Orlando G. Díaz-Ramos
Jonathan Katz
Ashley Gordon
Archan Khandekar
Hemendra N. Shah
Robert Marcovich
Julio Ojalvo
Sarvesh Saini
Ubbo Visser
Aravind Rathinam

Universidad Central del Caribe School of Medicine, Bayamón, Puerto Rico
University of Miami, Miami, Florida

Introduction

Computer vision for assisted technologies in ureteroscopy with laser lithotripsy (URS) often requires kidney stone identification as a first step in the processing and training of data. Prior studies have developed models for this task, but diverse labeled data are needed to make these models more robust. In this study, we employ the “You Only Look Once” (YOLO) segmentation model, evaluate its performance, and share our experimental pipeline for the benefit of future researchers.

Methods

We performed an IRB-approved study wherein we collected images from four URS procedures performed with the LithoVue™. We extracted images during laser lithotripsy at 30 frames per second and then selected the clearest images from each video while attempting to curate representative images throughout the lithotripsy. We manually segmented the images using VGG Image Annotator. We used 80% of the data to train a YOLOv8 segmentation model, 10% to test, and 10% to validate the model.
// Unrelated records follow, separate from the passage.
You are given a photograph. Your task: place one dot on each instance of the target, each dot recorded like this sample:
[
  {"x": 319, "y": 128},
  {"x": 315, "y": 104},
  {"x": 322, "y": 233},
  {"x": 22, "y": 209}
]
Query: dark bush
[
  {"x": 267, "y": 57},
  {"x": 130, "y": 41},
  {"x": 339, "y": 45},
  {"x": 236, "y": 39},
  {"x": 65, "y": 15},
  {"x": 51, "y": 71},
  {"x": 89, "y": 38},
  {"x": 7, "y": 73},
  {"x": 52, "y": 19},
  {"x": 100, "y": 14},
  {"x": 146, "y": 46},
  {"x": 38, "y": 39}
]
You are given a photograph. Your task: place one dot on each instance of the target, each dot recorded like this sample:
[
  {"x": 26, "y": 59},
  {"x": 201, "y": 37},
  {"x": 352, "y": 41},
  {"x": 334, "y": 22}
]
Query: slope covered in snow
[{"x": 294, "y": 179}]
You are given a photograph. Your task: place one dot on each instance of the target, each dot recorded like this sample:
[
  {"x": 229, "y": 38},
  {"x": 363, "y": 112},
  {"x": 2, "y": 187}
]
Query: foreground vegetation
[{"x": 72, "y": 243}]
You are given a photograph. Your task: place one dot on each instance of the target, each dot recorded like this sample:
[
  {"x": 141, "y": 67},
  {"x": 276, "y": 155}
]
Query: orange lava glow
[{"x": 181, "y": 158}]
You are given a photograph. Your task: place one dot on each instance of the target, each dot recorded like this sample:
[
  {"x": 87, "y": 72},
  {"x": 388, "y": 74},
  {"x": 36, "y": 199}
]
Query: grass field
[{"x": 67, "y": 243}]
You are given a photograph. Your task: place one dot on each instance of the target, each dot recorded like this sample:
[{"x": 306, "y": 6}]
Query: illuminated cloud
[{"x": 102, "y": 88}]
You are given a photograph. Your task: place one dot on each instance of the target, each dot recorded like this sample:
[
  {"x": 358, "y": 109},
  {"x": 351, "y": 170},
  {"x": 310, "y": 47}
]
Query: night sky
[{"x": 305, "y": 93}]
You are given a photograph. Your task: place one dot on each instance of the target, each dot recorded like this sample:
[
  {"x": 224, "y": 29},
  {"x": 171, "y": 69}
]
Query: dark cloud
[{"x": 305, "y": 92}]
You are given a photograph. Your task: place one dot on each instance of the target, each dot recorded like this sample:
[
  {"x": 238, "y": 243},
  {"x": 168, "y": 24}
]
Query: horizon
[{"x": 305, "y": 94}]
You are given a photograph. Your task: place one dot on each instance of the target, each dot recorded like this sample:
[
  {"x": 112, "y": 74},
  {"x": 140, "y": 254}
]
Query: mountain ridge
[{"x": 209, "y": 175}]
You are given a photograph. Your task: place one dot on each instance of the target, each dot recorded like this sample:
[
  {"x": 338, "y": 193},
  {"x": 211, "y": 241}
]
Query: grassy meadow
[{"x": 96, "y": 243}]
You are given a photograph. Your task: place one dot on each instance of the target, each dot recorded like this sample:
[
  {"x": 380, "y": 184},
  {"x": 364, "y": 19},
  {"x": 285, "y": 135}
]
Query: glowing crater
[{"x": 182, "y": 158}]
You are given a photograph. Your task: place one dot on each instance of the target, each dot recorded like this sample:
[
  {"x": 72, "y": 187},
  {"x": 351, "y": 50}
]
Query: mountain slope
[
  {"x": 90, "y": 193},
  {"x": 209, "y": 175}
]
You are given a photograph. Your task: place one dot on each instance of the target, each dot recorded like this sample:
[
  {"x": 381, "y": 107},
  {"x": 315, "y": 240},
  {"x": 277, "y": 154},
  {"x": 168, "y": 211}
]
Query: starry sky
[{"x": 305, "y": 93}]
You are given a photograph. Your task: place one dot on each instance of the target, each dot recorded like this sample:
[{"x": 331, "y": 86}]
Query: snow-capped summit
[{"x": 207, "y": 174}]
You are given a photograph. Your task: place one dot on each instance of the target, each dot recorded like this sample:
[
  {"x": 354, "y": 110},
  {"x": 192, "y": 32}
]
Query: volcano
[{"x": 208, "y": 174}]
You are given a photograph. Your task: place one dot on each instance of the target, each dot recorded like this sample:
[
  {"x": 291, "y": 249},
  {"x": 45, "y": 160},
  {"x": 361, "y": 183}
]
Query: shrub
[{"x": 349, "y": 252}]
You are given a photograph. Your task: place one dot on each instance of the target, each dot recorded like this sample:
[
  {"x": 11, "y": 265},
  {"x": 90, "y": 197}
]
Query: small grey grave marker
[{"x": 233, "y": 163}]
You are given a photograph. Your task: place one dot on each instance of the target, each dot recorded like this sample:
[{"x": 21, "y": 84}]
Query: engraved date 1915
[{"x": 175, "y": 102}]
Results were reported using mean average precision (mAP) and F1 score. The mAP50 metric correlates with the ability of the model to correctly identify and outline a stone when the predicted and true locations have at least a 50% overlap. We compared our model with a previously published open-source kidney stone segmentation model.

Results

The segmentation model achieved an mAP50 of 0.979 on the validation subset and an F1 score of 0.94. In comparison, the previously published open-source model had an F1 score of 0.58 when applied to the same validation subset. The experimental pipeline was published on GitHub under an open-source license.

Conclusions

Our model outperformed another open-source segmentation model with a significantly higher F1 score of 0.94 compared to 0.58. The difference may be partially explained by variations in object mask representation. These results demonstrate that for novel settings, such as with a new ureteroscope, segmentation models can be trained with as few as four procedures. However, models trained on different datasets perform worse, highlighting the need for more robust and scalable models.